Minister of the Interior
- In office 2008–2008
- Preceded by: Fausto Ortiz
- Succeeded by: María Elsa Viteri

Andean Parliament
- In office 2007–2008

Personal details
- Born: Wilma Josefina Salgado Tamayo 20 October 1952 (age 73) Quito
- Alma mater: Pontificia Universidad Católica del Ecuador
- Occupation: Politician

= Wilma Salgado =

Ecuadorian politician and economist

Wilma Josefina Salgado Tamayo (born 20 October 1952) is an Ecuadorian politician and economist.

==Biography==
Wilma Salgado was born on 20 October 1952 in Quito, capital of Ecuador. She acquired her bachelor's degree at the Pontificia Universidad Católica del Ecuador, master's degree from the Pantheon-Sorbonne University in Paris, and finally her PhD from the National Autonomous University of Mexico. On returning to Ecuador, Salgado was hired to work in the Central Bank of Ecuador as a director of economic forecasts, and would in 1991 serve as an economic adviser to the president of the Ecuadorian National Congress. She would also work as a professor of economics at the Andina Simón Bolívar University and as an adviser to the Minister of Finance.

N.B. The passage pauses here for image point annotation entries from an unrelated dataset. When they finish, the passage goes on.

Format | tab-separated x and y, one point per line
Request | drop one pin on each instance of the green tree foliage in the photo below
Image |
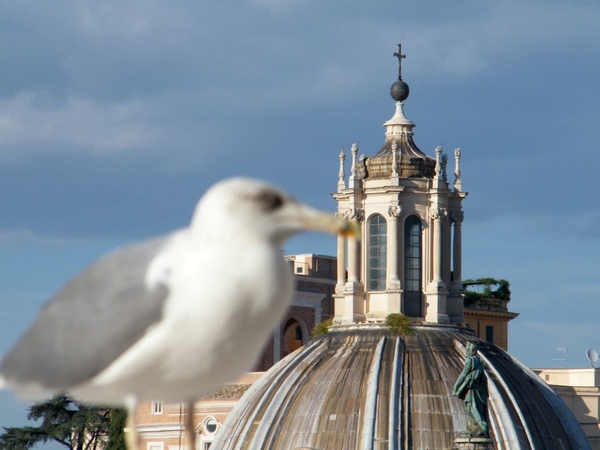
62	420
116	432
484	290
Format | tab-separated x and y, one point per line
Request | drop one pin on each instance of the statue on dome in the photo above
471	387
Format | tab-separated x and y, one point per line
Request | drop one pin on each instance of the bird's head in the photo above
247	206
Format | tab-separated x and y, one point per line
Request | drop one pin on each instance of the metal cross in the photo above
399	55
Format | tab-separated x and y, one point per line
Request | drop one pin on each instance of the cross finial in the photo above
399	55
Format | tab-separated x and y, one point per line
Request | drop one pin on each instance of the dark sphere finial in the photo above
399	90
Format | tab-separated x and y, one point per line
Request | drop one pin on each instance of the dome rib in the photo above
364	389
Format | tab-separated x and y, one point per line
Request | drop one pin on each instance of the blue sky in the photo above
115	117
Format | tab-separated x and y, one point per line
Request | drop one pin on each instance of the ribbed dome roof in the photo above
412	162
363	388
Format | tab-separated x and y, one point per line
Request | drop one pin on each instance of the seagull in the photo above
175	317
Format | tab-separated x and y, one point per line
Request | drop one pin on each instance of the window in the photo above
155	446
412	267
156	407
377	253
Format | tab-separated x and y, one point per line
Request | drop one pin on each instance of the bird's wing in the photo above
89	323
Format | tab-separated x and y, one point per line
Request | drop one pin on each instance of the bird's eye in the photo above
270	201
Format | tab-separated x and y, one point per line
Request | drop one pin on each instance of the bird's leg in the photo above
190	432
132	438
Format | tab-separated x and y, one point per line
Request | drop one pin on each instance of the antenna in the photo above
592	356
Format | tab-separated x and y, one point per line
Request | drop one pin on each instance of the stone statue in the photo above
471	387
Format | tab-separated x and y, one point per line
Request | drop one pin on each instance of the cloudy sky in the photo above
116	116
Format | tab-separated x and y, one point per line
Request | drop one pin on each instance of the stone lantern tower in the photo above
408	259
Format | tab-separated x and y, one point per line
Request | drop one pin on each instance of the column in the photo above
436	293
341	265
457	217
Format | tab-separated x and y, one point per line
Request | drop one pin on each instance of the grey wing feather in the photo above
89	323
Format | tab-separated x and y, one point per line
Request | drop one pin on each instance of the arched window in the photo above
377	253
412	267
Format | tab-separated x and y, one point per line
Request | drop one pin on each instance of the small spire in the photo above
342	174
438	161
354	151
457	181
394	159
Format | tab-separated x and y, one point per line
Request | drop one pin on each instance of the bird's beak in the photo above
320	221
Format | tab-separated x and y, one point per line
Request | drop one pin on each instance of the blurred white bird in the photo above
175	317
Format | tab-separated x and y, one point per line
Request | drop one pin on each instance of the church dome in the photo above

In March 2003, Salgado was appointed by President Lucio Gutiérrez as manager of the Deposit Guarantee Agency (AGD). As the manager of AGD, she ordered the seizure of goods from dozens of companies and individuals that owed money to the banks themselves bankrupted during the financial crisis of 1999, one of whom was former President of the National Congress Juan José Pons, who had a house seized. Pons filed a lawsuit against Salgado, accusing her of perverting the course of justice, but Salgado was acquitted of the charges.

She was Minister of Finance in 2008.